Солдаты де Берга вываливались наружу, как ошпаренные. Многие тут же падали, потому что их не держали ноги, кто потрезвее, пытался удрать – но и тех, и других хватали, срывали с них одежду и голыми бросали в канавы. Оставшихся внутри забрасывали всем, что попадалось под руку.
Прижавшись к стене «Ученого и бутылки», Андреас слышал за ней звон бьющейся посуды, грохот переворачиваемых столов и решительный голос, отдающий команды.
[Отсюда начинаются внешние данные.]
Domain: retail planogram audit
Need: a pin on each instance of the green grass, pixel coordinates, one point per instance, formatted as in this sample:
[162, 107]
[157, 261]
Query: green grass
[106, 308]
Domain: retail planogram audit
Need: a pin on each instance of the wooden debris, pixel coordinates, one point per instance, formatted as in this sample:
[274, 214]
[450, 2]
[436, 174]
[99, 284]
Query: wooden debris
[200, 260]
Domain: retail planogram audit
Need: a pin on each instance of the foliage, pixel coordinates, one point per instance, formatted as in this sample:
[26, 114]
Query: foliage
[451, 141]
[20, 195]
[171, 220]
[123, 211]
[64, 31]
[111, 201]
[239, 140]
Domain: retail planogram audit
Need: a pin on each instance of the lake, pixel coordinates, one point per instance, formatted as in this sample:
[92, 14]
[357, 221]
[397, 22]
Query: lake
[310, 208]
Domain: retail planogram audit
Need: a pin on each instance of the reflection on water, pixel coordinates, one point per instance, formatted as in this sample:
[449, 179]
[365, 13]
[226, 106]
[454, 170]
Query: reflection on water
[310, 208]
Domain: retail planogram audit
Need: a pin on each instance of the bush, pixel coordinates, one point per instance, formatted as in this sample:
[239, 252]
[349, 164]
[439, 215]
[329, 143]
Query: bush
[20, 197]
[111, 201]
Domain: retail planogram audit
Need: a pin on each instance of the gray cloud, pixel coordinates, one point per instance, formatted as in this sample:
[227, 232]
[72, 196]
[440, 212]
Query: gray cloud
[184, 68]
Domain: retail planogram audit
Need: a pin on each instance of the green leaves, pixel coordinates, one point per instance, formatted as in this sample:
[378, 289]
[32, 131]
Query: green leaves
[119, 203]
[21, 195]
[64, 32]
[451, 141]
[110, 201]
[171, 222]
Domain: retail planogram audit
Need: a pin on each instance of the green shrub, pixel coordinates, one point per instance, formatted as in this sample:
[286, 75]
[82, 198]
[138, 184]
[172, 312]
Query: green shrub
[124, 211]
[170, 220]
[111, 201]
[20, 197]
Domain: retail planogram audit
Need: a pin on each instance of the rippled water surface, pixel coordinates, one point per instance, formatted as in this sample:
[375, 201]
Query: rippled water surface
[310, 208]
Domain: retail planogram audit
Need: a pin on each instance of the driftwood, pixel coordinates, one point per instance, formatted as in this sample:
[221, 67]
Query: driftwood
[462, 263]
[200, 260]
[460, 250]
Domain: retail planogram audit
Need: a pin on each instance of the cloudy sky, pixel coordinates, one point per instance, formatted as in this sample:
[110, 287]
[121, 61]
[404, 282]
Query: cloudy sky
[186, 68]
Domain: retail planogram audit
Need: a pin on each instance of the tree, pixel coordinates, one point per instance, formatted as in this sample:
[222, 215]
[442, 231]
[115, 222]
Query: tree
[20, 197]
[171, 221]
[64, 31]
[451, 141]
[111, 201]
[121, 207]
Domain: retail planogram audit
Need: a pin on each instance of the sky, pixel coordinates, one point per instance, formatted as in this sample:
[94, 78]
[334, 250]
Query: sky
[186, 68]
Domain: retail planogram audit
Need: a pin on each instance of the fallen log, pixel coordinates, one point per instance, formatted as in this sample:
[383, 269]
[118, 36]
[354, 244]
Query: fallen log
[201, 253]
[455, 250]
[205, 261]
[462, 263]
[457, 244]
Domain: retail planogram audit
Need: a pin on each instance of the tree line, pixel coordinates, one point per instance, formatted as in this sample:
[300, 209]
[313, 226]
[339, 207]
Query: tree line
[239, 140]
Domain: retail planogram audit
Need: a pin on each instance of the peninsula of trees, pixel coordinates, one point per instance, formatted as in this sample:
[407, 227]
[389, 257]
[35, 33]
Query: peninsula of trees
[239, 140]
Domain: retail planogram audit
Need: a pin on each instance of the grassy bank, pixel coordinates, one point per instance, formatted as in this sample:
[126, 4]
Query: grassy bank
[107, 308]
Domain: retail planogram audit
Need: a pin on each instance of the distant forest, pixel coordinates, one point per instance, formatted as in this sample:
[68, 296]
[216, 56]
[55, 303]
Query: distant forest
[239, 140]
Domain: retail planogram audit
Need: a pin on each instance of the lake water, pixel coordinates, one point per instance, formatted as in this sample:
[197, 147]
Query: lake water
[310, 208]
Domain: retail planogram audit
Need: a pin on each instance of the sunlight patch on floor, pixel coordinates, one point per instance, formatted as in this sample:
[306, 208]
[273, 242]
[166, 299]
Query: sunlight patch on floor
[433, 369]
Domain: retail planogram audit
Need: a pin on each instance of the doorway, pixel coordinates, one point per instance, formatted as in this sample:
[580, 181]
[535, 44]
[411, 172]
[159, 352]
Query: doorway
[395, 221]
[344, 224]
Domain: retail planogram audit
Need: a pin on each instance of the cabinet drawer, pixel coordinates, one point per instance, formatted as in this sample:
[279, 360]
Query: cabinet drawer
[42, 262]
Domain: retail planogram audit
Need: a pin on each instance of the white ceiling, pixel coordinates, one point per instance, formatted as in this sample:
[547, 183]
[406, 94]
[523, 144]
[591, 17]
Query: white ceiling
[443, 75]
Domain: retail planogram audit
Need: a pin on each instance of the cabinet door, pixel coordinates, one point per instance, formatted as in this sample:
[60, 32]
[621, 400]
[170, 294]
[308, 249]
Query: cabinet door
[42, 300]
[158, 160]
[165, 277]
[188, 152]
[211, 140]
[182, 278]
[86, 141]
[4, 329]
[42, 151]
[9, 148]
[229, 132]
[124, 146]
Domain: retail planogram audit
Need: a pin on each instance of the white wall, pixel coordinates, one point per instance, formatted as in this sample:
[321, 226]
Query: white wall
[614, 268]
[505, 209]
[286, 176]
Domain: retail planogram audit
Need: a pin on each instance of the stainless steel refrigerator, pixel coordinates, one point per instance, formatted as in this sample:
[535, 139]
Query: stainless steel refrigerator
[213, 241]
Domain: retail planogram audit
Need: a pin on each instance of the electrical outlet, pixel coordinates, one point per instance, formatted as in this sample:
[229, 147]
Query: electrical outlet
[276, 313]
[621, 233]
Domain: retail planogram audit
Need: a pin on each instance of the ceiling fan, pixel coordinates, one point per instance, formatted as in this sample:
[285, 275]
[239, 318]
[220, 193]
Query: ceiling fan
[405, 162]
Рядом в ужасе трясся субдиакон.
– Во имя Господа, спасите нас! Впустите! – вдруг крикнул он и замолотил в дверь.
Блестящее острие пики, пробив затянутое пузырем окошко, едва не угодило ему в плечо. Субдиакон отшатнулся и вылетел под дождь. Он услышал, как кто-то громко окликает его, обернулся и увидел Ренье.
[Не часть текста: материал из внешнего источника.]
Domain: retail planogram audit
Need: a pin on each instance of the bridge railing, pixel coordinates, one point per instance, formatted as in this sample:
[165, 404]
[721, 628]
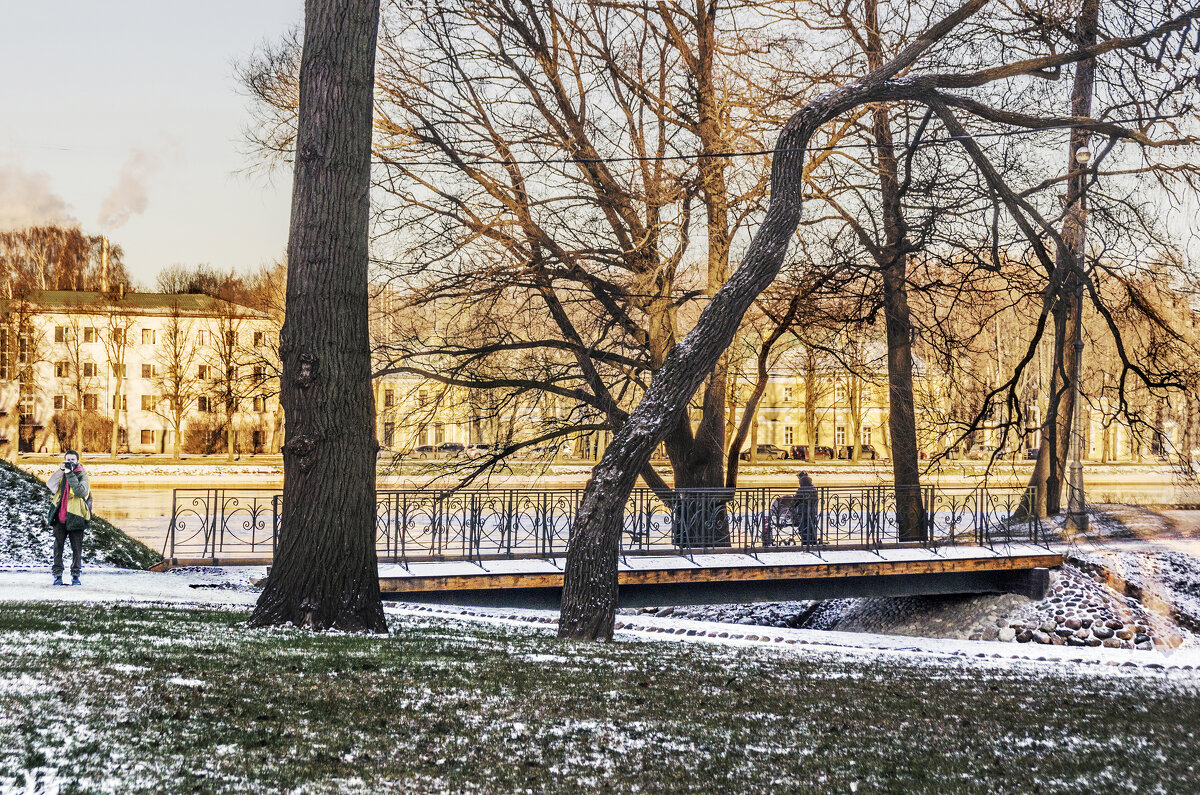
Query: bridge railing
[413, 525]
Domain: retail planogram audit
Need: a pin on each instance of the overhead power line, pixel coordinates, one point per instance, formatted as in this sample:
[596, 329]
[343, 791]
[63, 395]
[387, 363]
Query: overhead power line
[760, 153]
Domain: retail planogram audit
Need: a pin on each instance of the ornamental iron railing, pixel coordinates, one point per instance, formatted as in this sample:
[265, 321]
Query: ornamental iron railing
[427, 525]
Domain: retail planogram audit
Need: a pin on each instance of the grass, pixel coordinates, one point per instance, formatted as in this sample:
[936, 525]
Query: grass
[168, 699]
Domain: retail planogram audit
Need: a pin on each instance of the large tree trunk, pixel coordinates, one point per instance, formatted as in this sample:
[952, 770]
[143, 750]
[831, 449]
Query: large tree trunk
[898, 323]
[1050, 470]
[589, 584]
[325, 572]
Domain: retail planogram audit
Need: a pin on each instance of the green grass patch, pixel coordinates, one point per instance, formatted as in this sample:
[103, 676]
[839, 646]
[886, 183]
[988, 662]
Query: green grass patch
[160, 699]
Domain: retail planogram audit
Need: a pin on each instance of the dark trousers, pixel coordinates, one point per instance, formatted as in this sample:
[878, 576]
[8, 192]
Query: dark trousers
[60, 536]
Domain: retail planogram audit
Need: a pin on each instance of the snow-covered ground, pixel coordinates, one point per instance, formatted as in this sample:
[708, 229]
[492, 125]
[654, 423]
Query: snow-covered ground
[231, 586]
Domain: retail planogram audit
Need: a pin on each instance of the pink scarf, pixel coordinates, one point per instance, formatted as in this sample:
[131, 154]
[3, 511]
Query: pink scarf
[66, 496]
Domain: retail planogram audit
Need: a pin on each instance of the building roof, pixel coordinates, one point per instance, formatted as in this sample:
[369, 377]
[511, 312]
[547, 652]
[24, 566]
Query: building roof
[136, 303]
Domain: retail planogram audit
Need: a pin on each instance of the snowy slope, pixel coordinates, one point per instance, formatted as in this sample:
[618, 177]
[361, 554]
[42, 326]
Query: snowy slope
[25, 541]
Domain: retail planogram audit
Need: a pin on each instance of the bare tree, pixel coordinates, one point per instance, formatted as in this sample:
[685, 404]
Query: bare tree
[589, 591]
[175, 374]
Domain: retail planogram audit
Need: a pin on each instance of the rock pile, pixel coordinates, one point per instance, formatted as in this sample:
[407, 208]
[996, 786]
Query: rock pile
[1080, 610]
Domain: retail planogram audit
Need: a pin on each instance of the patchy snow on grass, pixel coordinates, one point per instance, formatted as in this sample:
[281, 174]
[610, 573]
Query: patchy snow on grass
[186, 682]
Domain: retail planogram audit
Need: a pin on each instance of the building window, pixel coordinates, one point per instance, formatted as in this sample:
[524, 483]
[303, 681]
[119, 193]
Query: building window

– Якоб ван Ауденарде! – прогремел пикардиец, приближаясь гигантскими шагами. – Готов ли ты предстать перед Творцом?
С невероятной для его рыхлого тела быстротой субдиакон подхватил полы сутаны и бросился улепетывать.
– Стой! Не уйдешь, крысиная морда! – крикнул Ренье, заставив беглеца припустить еще быстрее. Несмотря на это, пикардиец легко настиг бы его, если бы субдиакон, точно заяц, не метался из стороны в сторону. Вконец разъярившись, Ренье крутанул связку книг, которую до сих пор не выпустил из рук, и запустил ею в бегущего. Тяжелый снаряд ударил субдиакона в спину, а обитый медью угол «Тетрабиблоса» угодил в затылок. Якоб ван Ауденарде упал, и Ренье с Андреасом, подбежав к нему, увидели, что он не двигается и не дышит.
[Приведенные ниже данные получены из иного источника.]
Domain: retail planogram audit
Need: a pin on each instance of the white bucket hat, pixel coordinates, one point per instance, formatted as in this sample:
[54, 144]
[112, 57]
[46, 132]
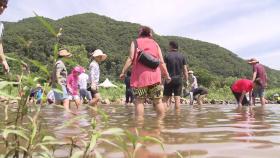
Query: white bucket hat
[99, 52]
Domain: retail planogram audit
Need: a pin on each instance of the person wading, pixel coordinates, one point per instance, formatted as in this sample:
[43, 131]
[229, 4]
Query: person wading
[177, 68]
[94, 73]
[145, 81]
[260, 78]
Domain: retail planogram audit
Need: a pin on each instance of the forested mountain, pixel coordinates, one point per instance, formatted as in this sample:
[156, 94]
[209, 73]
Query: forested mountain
[28, 39]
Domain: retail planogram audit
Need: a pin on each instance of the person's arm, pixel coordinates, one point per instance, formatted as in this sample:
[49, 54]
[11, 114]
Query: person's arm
[254, 76]
[69, 85]
[163, 65]
[241, 98]
[94, 75]
[129, 61]
[3, 59]
[58, 70]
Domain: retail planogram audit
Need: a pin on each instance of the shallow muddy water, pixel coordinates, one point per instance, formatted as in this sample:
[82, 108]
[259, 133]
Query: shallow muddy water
[209, 131]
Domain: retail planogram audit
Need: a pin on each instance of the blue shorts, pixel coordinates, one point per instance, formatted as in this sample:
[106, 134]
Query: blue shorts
[60, 96]
[258, 91]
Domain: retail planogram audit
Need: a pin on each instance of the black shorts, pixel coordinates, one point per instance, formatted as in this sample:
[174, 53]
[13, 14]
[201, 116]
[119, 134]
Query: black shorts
[175, 86]
[199, 91]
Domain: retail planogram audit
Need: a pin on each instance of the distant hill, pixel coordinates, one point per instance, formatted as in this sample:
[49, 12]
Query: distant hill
[90, 31]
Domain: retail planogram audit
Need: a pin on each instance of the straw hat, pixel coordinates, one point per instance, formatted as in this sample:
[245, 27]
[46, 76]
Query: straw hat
[79, 69]
[64, 53]
[253, 61]
[190, 72]
[99, 52]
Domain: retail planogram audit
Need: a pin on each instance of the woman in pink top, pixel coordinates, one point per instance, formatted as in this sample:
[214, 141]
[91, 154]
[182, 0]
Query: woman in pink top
[72, 85]
[144, 80]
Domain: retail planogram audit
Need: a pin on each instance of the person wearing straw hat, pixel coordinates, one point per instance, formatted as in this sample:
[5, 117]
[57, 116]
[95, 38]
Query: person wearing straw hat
[193, 85]
[260, 78]
[94, 73]
[59, 77]
[3, 6]
[72, 85]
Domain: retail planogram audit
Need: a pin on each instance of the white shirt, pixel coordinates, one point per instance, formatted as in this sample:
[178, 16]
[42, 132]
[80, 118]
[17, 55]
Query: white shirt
[193, 82]
[94, 72]
[1, 30]
[83, 80]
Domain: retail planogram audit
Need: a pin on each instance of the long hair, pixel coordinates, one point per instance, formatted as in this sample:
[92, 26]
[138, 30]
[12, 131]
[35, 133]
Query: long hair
[145, 32]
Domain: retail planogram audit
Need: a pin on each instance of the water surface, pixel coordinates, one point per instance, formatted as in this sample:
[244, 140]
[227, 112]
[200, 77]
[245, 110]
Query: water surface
[208, 131]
– Ты убил его, – сказал Андреас, глядя, как быстро набухает кровью ворот субдиаконской сутаны.
– Убил крысу, – тяжело дыша, ответил пикардиец. – Только ходила она на двух лапах и прятала хвост под подолом.
– Ты убил его, – повторил философ. – Но зачем?..
– Чтобы не ждать укуса. Пойдем отсюда.
Дождь становился все сильнее, и вода текла ручьем с капюшона на лицо Андреаса.
А от Ренье валил пар, как от разогретого камня.
– Пойдем, – повторил он. – Сейчас здесь станет жарче, чем в аду.
– Ты погубил себя.
– Нет, я спас нас всех. Послушай, недавно в Генте я швырнул в толпу горючую смесь и благодаря этому остался в живых. А сегодня толпа стала таким веществом, и ее можно швырять по своему желанию. Смотри! Смотри, брат Андреас! Это я направил ее сюда, я указал русло этой реке, и она сметет все препятствия на моем пути. Никто не хватится этого жирного слизняка. Его сочтут еще одной жертвой раздоров, еще одной веткой дерева, разбитого молнией. Посмотри туда! Ты видишь? Смерть навострила косу. Сегодня ей предстоит работа, и жатва будет обильной.
– Вижу, – сказал Андреас. – Ты рассчитал верно.
Ренье сумрачно кивнул.
– Мой расчет – не упустить момента, когда надлежит действовать. Не хочешь же ты вновь нести крест за чужие грехи? Чем раньше мы покинем город, тем лучше будет для нас и для мэтра Виллема. Теперь в Лёвене философам не рады, а немцев вовсе не терпят. И климат здешний вреден для здоровья. Отправимся туда, где светит солнце, а с небес льется лишь золотой дождь.
– Куда это? – спросил Андреас.
– Прямо по улице и до заставы, – ответил пикардиец. – Сделаем крюк только, чтобы забрать мэтра.
– Там впереди Мехеленские ворота, – сказал Андреас.
– Значит, нам в Мехелен, – ответил Ренье.
Андреас вскинул голову, и его глаза блеснули. Он помедлил и вдруг затрясся, растянув губы в гримасе беззвучного смеха.
– Что с тобой? – спросил Ренье.
– Ничего, – ответил Андреас и провел рукой по лицу, стирая гримасу. – Так и сделаем.